How to implement client authentication solution with NoSQL (Cassandra)? - mongodb

I am currently thinking of how to implement an authentication for a web application with a NoSQL solution. The problem I encounter hereby is that in most of the NoSQL solutions (e.g. Cassandra, MongoDB) have probably delayed writes. For example we write on node A but it is not guaranteed that the write is appearing on node B at the same time. This is logical with the approaches behind the NoSQL solutions.
Now one idea would be that you do no secondary reads (so everything goes over a master). This would probably work in MongoDB (where you actually have a master) but not in Cassandra (where all nodes are equal).

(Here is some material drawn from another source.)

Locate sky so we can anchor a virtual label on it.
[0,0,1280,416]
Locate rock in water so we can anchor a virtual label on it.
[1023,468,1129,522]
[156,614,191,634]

But our application runs at several independent points all over the world, so we need multi master capability.
At the moment I am not aware of a solution with Cassandra where I could update data and be sure that subsequent reads (to all of the nodes) do have the change. So how could one build an authentication on top of those NoSQL solutions where the authentication request (read) could appear on several nodes in parallel?
Thanks for your help!

With respects to Apache Cassandra:
http://wiki.apache.org/cassandra/API#ConsistencyLevel
The ConsistencyLevel is an enum that controls both read and write behavior based on in your schema definition. The different consistency levels have different meanings, depending on if you're doing a write or read operation. Note that if W + R > ReplicationFactor, where W is the number of nodes to block for on write, and R the number to block for on reads, you will have strongly consistent behavior; that is, readers will always see the most recent write. Of these, the most interesting is to do QUORUM reads and writes, which gives you consistency while still allowing availability in the face of node failures up to half of ReplicationFactor. Of course if latency is more important than consistency then you can use lower values for either or both.
This is managed on the application side. To your question specifically, it comes down to how you design your Cassandra implementation, replication factor across the Cassandra nodes and how your application behaves on read/writes.
Write
ANY: Ensure that the write has been written to at least 1 node, including HintedHandoff recipients.
ONE: Ensure that the write has been written to at least 1 replica's commit log and memory table before responding to the client.
QUORUM: Ensure that the write has been written to N / 2 + 1 replicas before responding to the client.
LOCAL_QUORUM: Ensure that the write has been written to / 2 + 1 nodes, within the local datacenter (requires NetworkTopologyStrategy)
EACH_QUORUM: Ensure that the write has been written to / 2 + 1 nodes in each datacenter (requires NetworkTopologyStrategy)
ALL: Ensure that the write is written to all N replicas before responding to the client. Any unresponsive replicas will fail the operation.
Read
ANY: Not supported. You probably want ONE instead.
ONE: Will return the record returned by the first replica to respond. A consistency check is always done in a background thread to fix any consistency issues when ConsistencyLevel.ONE is used. This means subsequent calls will have correct data even if the initial read gets an older value. (This is called ReadRepair)
QUORUM: Will query all replicas and return the record with the most recent timestamp once it has at least a majority of replicas (N / 2 + 1) reported. Again, the remaining replicas will be checked in the background.
LOCAL_QUORUM: Returns the record with the most recent timestamp once a majority of replicas within the local datacenter have replied.
EACH_QUORUM: Returns the record with the most recent timestamp once a majority of replicas within each datacenter have replied.
ALL: Will query all replicas and return the record with the most recent timestamp once all replicas have replied. Any unresponsive replicas will fail the operation.

Related

How to ensure consistent reading in distributed system?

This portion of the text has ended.